Segundo o pneumologista Henrique Britto, a população deve evitar atividades ao ar livre, manter-se hidratada e umidificar os ambientes. “Estamos lidando com uma condição que não é apenas desconfortável — ela é perigosa para a saúde”, disse à imprensa local.
Entre cânions milenares e a ameaça do fogo
No Parque Nacional da Serra da Bodoquena, unidade de conservação federal que abriga rios de águas cristalinas, cânions milenares e fauna endêmica, o fogo avança desde o dia 12 de setembro. As chamas ameaçam áreas próximas ao Rio Salobra, importante ponto turístico da região. Brigadistas do Instituto Chico Mendes de Conservação da Biodiversidade (ICMBio) e bombeiros atuam dia e noite para conter os focos — ainda sem sucesso definitivo.
“Conseguimos isolar algumas frentes, mas o perigo continua. O relevo acidentado e o vento forte tornam o combate extremamente difícil”, explicou Sandro Pereira, chefe do parque. A ação ocorre a pé, com bombas costais e abafadores, diante da impossibilidade de uso de viaturas e o difícil acesso à região montanhosa.

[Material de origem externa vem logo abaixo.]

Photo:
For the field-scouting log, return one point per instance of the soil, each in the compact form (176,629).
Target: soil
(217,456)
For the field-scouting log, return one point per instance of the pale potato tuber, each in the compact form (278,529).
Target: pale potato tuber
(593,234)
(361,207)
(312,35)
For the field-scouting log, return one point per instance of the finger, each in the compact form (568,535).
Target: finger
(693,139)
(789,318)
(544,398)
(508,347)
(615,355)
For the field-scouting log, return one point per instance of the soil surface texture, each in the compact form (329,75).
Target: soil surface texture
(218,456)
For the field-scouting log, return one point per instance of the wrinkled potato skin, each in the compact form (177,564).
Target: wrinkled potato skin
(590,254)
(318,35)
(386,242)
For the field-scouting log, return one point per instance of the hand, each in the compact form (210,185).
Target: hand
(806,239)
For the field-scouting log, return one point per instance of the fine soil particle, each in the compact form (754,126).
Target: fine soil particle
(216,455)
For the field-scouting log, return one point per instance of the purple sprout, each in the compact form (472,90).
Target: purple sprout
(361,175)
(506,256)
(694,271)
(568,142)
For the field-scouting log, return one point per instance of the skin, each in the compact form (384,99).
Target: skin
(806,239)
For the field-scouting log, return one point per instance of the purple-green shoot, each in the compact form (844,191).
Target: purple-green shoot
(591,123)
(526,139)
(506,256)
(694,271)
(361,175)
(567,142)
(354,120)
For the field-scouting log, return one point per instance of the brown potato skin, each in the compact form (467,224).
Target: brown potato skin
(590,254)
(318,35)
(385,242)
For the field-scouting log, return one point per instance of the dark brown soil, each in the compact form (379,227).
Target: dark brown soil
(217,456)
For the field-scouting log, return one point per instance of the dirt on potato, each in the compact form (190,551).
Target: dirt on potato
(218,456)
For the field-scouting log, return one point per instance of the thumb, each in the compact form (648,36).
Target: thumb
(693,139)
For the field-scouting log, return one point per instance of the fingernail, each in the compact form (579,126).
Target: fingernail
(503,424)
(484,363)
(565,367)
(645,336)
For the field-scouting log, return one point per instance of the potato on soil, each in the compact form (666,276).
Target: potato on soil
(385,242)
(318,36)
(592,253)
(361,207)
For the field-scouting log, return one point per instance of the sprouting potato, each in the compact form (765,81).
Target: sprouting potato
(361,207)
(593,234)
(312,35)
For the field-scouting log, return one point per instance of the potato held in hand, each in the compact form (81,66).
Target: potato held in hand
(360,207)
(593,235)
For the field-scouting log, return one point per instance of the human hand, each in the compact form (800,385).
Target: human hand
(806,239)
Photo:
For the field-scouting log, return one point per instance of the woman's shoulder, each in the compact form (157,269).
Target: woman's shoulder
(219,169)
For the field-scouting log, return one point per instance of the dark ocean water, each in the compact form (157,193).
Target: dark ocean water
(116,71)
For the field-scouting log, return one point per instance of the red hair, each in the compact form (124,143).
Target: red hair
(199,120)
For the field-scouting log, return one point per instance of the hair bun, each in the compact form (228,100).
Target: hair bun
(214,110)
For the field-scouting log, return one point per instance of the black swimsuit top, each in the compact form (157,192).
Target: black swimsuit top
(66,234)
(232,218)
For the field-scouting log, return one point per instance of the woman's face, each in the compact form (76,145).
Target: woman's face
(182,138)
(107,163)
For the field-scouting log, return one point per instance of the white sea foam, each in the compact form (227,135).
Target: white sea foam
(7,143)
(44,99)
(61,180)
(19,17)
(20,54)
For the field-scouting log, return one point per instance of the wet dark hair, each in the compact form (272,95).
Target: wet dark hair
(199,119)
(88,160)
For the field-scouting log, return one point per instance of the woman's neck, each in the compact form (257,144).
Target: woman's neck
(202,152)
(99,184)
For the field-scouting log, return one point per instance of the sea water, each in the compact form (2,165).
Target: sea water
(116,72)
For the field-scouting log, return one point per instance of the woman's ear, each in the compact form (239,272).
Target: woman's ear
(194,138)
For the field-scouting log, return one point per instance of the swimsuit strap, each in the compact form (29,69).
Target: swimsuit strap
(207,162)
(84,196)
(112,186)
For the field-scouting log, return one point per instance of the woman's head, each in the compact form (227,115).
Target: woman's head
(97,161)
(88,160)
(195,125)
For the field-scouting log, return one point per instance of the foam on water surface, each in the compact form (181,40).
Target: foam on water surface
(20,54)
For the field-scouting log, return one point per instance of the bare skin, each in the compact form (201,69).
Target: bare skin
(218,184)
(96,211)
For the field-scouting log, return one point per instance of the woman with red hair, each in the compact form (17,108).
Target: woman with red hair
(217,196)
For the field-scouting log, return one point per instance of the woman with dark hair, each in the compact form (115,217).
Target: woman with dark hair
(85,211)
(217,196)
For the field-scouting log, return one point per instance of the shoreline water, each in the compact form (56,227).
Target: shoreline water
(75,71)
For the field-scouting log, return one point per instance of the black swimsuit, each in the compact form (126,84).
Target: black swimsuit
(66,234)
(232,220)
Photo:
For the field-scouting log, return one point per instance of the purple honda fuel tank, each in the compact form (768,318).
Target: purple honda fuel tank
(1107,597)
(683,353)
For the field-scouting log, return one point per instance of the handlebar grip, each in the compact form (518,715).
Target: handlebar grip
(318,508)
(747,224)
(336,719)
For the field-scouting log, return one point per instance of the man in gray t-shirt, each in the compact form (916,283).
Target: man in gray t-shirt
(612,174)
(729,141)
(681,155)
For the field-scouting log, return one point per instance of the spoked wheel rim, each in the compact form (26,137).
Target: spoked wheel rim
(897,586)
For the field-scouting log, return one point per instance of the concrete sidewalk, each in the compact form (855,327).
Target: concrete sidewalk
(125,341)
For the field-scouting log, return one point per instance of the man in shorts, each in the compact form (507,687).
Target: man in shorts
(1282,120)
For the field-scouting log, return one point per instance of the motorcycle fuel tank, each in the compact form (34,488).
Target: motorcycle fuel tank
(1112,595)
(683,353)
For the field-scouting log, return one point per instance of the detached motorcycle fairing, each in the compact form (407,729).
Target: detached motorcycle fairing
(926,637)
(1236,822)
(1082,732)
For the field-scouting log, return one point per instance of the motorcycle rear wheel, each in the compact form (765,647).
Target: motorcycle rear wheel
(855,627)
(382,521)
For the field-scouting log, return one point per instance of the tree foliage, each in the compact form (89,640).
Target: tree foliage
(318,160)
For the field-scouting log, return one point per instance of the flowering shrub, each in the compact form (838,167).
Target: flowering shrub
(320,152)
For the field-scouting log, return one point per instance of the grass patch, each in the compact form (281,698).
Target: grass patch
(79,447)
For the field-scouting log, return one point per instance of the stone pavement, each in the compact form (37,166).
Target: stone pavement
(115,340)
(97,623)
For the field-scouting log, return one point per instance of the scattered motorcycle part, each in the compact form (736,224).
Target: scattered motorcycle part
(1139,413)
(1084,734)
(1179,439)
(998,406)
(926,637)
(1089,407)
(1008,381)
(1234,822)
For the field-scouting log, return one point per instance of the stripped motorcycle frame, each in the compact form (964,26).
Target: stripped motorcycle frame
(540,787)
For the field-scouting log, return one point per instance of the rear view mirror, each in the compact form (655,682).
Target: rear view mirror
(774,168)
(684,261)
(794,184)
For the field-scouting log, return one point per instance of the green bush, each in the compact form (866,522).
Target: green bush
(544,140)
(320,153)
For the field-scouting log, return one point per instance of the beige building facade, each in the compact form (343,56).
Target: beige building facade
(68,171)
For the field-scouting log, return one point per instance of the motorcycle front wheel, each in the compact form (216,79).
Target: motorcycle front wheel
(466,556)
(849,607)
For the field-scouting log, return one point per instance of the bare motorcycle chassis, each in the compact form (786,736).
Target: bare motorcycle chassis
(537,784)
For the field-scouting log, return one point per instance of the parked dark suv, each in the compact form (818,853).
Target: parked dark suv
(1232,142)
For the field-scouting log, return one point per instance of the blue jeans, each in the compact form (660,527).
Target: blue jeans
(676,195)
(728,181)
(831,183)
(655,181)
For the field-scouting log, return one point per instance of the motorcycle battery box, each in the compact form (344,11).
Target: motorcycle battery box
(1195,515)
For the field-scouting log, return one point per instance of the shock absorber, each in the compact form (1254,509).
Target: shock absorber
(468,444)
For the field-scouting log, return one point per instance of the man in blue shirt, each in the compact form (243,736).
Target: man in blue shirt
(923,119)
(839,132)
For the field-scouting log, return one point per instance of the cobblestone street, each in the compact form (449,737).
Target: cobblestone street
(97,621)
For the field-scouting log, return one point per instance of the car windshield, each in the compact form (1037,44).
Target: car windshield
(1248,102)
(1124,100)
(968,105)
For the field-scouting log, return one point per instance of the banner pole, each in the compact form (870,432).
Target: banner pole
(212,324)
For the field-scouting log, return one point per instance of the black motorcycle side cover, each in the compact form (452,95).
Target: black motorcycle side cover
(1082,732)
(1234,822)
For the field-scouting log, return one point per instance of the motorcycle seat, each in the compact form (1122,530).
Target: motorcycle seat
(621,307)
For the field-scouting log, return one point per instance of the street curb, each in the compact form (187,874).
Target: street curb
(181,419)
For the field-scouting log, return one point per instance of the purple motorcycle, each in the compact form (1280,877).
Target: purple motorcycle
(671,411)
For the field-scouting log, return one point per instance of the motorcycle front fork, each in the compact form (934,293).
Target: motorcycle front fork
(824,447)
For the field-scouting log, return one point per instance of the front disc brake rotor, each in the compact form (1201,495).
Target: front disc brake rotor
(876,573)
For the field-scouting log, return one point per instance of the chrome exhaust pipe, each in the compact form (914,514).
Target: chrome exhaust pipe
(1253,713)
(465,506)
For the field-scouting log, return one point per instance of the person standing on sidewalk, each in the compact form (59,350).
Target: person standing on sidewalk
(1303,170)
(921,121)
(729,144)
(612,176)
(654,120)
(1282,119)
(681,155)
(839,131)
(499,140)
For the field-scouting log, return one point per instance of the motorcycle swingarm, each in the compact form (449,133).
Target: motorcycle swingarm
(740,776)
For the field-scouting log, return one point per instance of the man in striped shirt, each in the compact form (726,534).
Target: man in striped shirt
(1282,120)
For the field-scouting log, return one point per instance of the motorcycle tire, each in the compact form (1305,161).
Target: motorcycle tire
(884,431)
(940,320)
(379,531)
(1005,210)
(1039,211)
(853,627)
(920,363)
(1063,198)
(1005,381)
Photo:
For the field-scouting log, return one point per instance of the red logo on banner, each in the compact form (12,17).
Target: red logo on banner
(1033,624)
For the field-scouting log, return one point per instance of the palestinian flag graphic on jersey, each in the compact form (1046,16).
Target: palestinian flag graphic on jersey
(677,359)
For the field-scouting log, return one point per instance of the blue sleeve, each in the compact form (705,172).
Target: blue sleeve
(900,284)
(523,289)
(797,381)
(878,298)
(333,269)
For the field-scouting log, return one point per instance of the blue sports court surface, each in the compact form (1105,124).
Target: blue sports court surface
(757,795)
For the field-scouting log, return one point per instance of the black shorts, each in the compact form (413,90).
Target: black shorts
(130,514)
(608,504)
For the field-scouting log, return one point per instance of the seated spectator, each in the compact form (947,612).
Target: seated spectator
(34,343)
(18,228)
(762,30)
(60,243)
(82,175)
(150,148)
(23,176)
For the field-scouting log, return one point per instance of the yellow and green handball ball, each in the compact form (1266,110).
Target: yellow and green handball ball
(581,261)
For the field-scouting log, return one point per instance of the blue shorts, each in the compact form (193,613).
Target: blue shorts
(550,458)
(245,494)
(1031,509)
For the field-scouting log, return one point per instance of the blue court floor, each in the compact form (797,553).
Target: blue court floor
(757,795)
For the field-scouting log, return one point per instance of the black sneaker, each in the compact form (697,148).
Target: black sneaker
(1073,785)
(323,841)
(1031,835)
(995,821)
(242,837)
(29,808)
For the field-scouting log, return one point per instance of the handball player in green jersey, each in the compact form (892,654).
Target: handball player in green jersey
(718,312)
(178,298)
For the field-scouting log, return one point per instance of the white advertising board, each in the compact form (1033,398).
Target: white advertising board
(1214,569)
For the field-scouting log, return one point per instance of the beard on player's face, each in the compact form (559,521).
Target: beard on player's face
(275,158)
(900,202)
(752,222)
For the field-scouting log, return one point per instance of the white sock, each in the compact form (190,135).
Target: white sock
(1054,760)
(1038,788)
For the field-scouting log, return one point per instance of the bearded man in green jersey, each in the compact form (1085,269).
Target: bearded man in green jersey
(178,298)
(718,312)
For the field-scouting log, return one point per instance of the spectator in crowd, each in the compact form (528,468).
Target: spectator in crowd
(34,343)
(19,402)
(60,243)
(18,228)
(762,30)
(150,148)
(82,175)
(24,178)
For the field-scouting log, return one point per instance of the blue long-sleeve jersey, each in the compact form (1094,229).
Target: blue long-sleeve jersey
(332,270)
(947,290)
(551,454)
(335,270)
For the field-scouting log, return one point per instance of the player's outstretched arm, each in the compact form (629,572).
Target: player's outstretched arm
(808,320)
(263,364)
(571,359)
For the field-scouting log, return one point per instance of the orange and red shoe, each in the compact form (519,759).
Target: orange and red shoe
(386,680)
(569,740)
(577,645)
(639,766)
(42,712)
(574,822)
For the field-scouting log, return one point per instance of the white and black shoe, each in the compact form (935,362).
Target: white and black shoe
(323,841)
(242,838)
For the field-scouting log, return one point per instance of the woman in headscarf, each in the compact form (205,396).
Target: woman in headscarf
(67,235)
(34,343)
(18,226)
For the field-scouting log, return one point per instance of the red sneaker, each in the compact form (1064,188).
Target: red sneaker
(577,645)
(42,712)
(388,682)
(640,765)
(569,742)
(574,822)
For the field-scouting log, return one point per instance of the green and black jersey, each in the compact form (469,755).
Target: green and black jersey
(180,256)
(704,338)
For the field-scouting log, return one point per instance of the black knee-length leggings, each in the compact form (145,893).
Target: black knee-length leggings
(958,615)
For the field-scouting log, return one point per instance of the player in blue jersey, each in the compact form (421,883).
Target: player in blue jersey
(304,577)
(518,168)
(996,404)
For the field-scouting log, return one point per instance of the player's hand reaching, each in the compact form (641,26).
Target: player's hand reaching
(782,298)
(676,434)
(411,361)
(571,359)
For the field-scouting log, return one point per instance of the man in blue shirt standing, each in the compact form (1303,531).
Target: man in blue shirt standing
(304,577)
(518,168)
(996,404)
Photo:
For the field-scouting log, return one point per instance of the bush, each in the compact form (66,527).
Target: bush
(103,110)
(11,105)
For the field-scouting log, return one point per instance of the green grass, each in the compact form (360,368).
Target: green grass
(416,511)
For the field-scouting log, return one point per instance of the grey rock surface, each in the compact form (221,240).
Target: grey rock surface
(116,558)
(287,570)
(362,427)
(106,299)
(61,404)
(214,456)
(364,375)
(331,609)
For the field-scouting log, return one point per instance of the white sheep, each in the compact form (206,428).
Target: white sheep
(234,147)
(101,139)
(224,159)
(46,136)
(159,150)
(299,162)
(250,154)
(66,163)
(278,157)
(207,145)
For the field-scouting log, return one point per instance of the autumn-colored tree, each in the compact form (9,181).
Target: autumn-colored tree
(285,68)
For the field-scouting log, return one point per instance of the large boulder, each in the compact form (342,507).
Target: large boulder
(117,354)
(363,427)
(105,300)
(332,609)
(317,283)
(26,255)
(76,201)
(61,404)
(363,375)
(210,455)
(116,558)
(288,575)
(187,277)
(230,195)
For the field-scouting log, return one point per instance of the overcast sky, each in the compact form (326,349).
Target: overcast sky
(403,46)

Até o momento, a área central da unidade federal não foi atingida, mas o risco permanece elevado. A origem do fogo ainda não foi identificada, mas começou em uma propriedade vizinha, o que reforça a tese de que se trata de um incêndio provocado — ainda que acidentalmente.
O custo da omissão
A recorrência desses eventos não é novidade. A crise ambiental brasileira é cíclica e sintomática: falta prevenção, sobra reação. Em 2020, imagens do Pantanal em chamas rodaram o mundo, e o Brasil tornou-se símbolo do descaso com seus biomas. A Mata Atlântica, por sua vez, enfrenta destruição contínua há mais de cinco séculos — desde os primeiros ciclos econômicos coloniais até a recente expansão agropecuária.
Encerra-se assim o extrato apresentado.